DELİLLERİN DEĞERLENDİRİLMESİ VE GEREKÇE:
Talep; ihtiyati tedbir kararına itiraz istemine ilişkindir.
Mahkemece; ihtiyati tedbir kararına itirazın kısmen kabulüne karar verilmiş olup, karar ihtiyati tedbir talep eden/davacı vekili tarafından istinaf edilmiştir.
İhtiyati tedbir talep edenin istinaf başvurusunun mahkemece hükmedilen teminata ilişkin bulunduğu anlaşılmaktadır.
28/07/2020 tarihli Resmi Gazetede yayınlanan 7251 sayılı yasanın 34. maddesi ile değişik 6100 sayılı HMK’nun 341/1.maddesinde ““(1) İlk derece mahkemelerinin aşağıdaki kararlarına karşı istinaf yoluna başvurulabilir:
a) Nihai kararlar.
b) İhtiyati tedbir ve ihtiyati haciz taleplerinin reddi kararları, karşı tarafın yüzüne karşı verilen ihtiyati tedbir ve ihtiyati haciz kararları, karşı tarafın yokluğunda verilen ihtiyati tedbir ve ihtiyati haciz kararlarına karşı yapılan itiraz üzerine verilen kararlar.” hükmüne yer verilmiştir.
Aynı Yasanın 346/1. maddesi gereğince “İstinaf dilekçesi kesin olan bir karara ilişkin olursa, kararı veren mahkeme istinaf dilekçesinin reddine karar verir ve ret kararını kendiliğinden ilgiliye tebliğ eder. Bu ret kararına karşı tebliği tarihinden itibaren bir hafta içinde istinaf kanun yoluna başvurulabilir. (HMK 346/2 fıkrası)
Somut olayda; mahkemece ihtiyati tedbir kararına itirazın kısmen kabulü ile dava değerinin %10’una tekabül eden 400.000 TL nakit veya müddetsiz bir banka (kesin) teminat mektubunun ibrazı halinde devamına karar verildiği, ihtiyati tedbir isteyen vekilinin tedbir kararındaki % 10 teminat yönünden istinafa geldiği, ancak ortada 6100 sayılı HMK’nın 341/1 maddesi anlamında istinafı kabil bir karar bulunmadığı anlaşılmakla, istinaf talep eden ihtiyati tedbir isteyen/davacı vekilinin istinaf başvurusunun usulden reddine karar verilerek aşağıdaki şekilde hüküm kurmak gerekmiştir.
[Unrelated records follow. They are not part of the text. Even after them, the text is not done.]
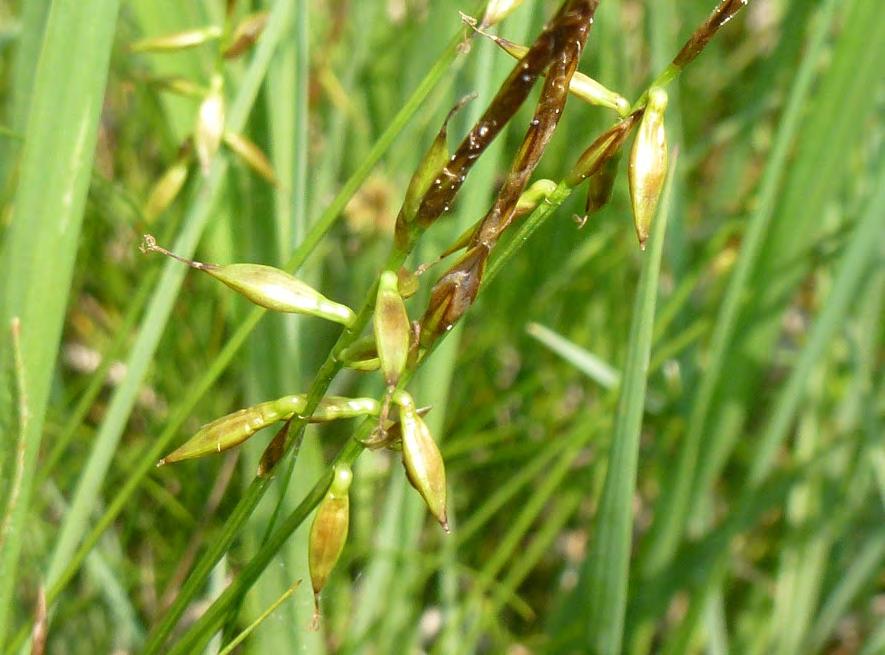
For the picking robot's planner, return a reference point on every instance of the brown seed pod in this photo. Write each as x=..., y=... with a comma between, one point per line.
x=421, y=457
x=328, y=533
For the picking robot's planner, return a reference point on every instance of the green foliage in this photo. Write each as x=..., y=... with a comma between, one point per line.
x=677, y=450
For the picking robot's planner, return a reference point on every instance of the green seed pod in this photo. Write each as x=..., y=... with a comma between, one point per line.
x=407, y=282
x=210, y=124
x=251, y=154
x=533, y=196
x=275, y=289
x=177, y=41
x=422, y=459
x=606, y=146
x=245, y=35
x=328, y=532
x=266, y=286
x=233, y=429
x=391, y=329
x=648, y=164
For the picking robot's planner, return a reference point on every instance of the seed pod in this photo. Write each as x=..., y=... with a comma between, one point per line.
x=210, y=125
x=534, y=195
x=333, y=408
x=430, y=171
x=422, y=459
x=391, y=329
x=245, y=35
x=177, y=41
x=266, y=286
x=581, y=86
x=498, y=10
x=233, y=429
x=251, y=154
x=179, y=86
x=606, y=146
x=329, y=529
x=407, y=282
x=648, y=163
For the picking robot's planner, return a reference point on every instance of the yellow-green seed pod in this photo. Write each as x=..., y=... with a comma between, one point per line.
x=245, y=35
x=177, y=41
x=606, y=146
x=534, y=195
x=266, y=286
x=391, y=329
x=581, y=86
x=407, y=282
x=498, y=10
x=422, y=459
x=209, y=129
x=648, y=164
x=233, y=429
x=328, y=533
x=251, y=154
x=434, y=160
x=166, y=189
x=275, y=289
x=333, y=408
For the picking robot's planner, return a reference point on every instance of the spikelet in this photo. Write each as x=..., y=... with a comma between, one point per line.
x=422, y=459
x=266, y=286
x=328, y=533
x=648, y=164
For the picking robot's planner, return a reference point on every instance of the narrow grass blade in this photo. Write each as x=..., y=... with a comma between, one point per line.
x=671, y=515
x=156, y=315
x=40, y=245
x=606, y=569
x=236, y=641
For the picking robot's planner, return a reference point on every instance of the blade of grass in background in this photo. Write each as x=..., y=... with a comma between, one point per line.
x=836, y=123
x=606, y=569
x=673, y=507
x=852, y=267
x=76, y=521
x=39, y=249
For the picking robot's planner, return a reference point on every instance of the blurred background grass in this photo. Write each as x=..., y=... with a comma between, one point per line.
x=758, y=518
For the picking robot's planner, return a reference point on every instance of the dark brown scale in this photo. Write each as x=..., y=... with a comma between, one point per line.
x=508, y=100
x=702, y=35
x=569, y=42
x=456, y=290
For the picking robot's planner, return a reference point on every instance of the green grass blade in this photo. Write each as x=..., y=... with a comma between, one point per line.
x=606, y=569
x=37, y=259
x=157, y=313
x=673, y=508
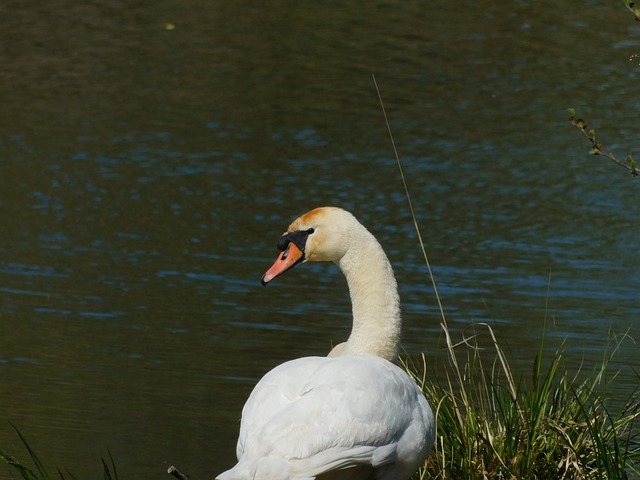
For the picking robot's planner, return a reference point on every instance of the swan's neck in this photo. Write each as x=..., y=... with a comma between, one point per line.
x=374, y=297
Açıklanan nedenlerle; niteliği itibariyle kesin olan mahkeme kararlarına karşı istinaf kanun yoluna başvurulamayacağından, ihtiyati tedbir isteyen/davacı vekilinin istinaf başvurusunun usulden reddine karar verilerek aşağıdaki şekilde hüküm kurulmuştur.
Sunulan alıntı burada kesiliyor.